DeSantis is more robust and has darker features than the real Charlotte (shown briefly in archival photos), who died in 2002. Yet in voice and gesture, he expresses her dainty femininity tinged with coyness, and switches adeptly into other parts: the excitable Wright, or Charlotte's misused friend Alfred.
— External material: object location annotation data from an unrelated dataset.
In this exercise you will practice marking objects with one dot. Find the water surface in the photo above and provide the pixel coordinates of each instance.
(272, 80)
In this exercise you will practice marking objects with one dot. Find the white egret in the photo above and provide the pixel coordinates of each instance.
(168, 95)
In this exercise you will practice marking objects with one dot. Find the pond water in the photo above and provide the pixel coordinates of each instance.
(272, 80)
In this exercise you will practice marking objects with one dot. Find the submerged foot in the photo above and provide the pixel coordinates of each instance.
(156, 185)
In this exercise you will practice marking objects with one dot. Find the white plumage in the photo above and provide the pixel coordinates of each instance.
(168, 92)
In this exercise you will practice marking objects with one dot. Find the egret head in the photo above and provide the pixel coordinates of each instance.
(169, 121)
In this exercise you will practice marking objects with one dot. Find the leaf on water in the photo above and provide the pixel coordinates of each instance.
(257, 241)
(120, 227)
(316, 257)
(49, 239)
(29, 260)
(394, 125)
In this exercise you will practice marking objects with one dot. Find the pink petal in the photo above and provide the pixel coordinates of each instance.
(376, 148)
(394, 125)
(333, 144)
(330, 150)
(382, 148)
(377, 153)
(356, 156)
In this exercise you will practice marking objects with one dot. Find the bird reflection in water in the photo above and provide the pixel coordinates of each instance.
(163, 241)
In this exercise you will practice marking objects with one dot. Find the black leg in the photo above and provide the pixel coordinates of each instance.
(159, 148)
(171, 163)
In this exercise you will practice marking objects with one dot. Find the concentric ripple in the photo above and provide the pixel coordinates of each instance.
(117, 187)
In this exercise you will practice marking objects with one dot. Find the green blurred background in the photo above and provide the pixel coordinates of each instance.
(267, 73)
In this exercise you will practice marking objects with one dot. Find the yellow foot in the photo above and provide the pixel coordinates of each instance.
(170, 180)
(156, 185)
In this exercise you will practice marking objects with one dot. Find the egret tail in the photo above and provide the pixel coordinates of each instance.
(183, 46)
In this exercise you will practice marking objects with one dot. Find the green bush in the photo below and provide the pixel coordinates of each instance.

Only fluent German speakers will know for sure, but DeSantis seems to handle a daunting amount of German dialogue impressively (with assistant director Beth A. Cooper as dialect coach).
Most crucially, the ArtsWest veteran leaves us with an array of mixed emotions toward Charlotte — from sympathy to disgust.
But Zinovitch's handsome staging really does need to pick up the sluggish pacing. Otherwise, it prospers from Will Abrahamse's treasure-box set and Andrew D. Smith's deft lighting, which dynamically reveal the bric-a-brac of Charlotte's past — antique lamps and clocks and symbolic clothing (designed by SuzAnne Fabricus).
Both Seattle Repertory Theatre and the now-defunct Empty Space Theatre had plans to debut "I Am My Own Wife" earlier. But when the chance arose, ArtsWest snapped up the script.
With DeSantis front and center, that ambitious move is paying off. Some fine-tuning of the tempo should only make the show better.